Regression Model For Predicting Breast Cancer Patients Using Integrated Genomic Data In Kenya: A Case Of Kenyatta National Hospital
Abstract
Cancer has been characterized as a heterogeneous disease which has caused havoc worldwide
with the increasing deaths related to cancer. The early diagnosis and prognosis of a cancer type
have become a necessity in cancer research, as it can facilitate the subsequent clinical
management of patients. The importance of classifying cancer patients into high or low risk
groups has led many research teams, from the biomedical and the bioinformatics field, to study
the application of machine learning (ML) methods. The main objective of the study was to
develop a regression model for predicting breast cancer patients using integrated genomic data.

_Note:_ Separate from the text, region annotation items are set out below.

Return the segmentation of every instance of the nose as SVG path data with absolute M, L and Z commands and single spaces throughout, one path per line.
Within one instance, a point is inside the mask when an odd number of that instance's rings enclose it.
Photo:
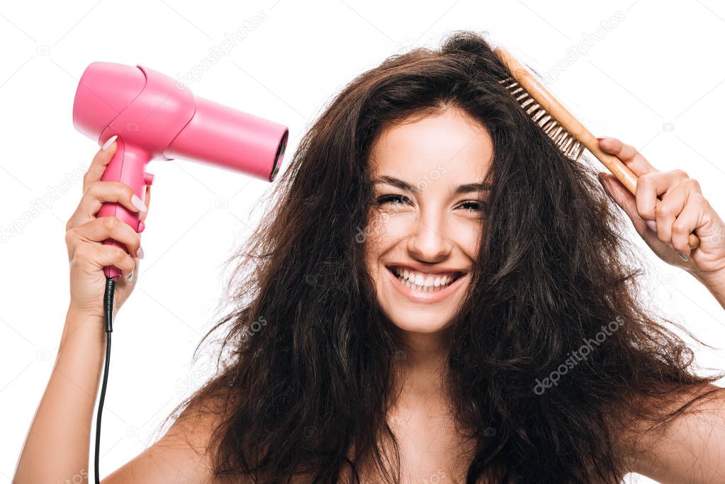
M 410 256 L 419 261 L 435 264 L 450 255 L 452 246 L 445 237 L 440 219 L 415 218 L 415 224 L 408 238 L 407 249 Z

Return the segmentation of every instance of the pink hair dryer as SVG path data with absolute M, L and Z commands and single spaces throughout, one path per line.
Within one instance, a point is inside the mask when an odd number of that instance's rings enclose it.
M 116 153 L 101 180 L 123 182 L 140 199 L 154 175 L 154 158 L 181 158 L 213 164 L 273 181 L 284 155 L 287 127 L 196 97 L 172 78 L 144 67 L 92 62 L 83 72 L 73 101 L 73 125 L 103 146 L 117 135 Z M 97 217 L 115 216 L 137 233 L 140 212 L 105 202 Z M 125 246 L 114 245 L 128 253 Z M 120 271 L 104 268 L 117 280 Z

It was facilitated by the objectives that sought to review the literature on factors to predict
breast cancer patients using integrated genomic data, develop a regression model for predicting
breast cancer patients using integrated genomic data and test and validate the regression model
for predicting breast cancer patients using integrated genomic data. Data was obtained online
through openML site. Information will be abstracted from the data obtained was used for
assessing breast cancer patients. The researcher utilized the Kenyatta National Hospital dataset
that includes 44,000 cancer patients. This formed the target population used in the study. The
population was narrowed down to 1,172 new cases between January of 2017 and June 2019.
Analysis was conducted by reviewing the literature, assessing the details and testing and
validating the model for predicting cancer patients using integrated genomic data machine
learning model will be applied. Inferential data analysis was used in reviewing the literature.
In this case, the data was summarized into points in a constructive manner. The analysis was
vital in forming the basis of quantitative data analysis. Regression analysis was used in the
identification of supervised learning models and their influence on the topic. Additionally,
regression analysis was employed as a predictive modeling technique that assesses the
affiliation between the variables. The research findings further established that factors
influencing breast cancer prognosis, screening appropriate predictors as independent variables
are an important step in model construction. In this case, the demographic risk factors are
important in the creation of BC risk prediction model. Additionally, it was found that the
genetic variants, combinations of demographic risk factors yielded a higher risk prediction
accuracy than the individual demographic risk factors. Age, disease stage, grade, tumor size,
race, marital status, number of nodes, histology, number of positive nodes and primary site
code have been entered into many predictive models as predictors, given that these factors
represent key risk factors for onset and survival in breast cancer. The researcher proposed an
ML approach to efficiently combine genetic variants with BC risk factors related to both
familial history and oestrogen metabolism and to search for optimal interactions among them.
According to the research, the choice of the most appropriate algorithm depends on many
parameters including the types of data collected, the size of the data samples, the time
limitations as well as the type of prediction outcomes. Therefore, it was recommended that the
future of cancer modeling new methods should be studied for overcoming the limitations.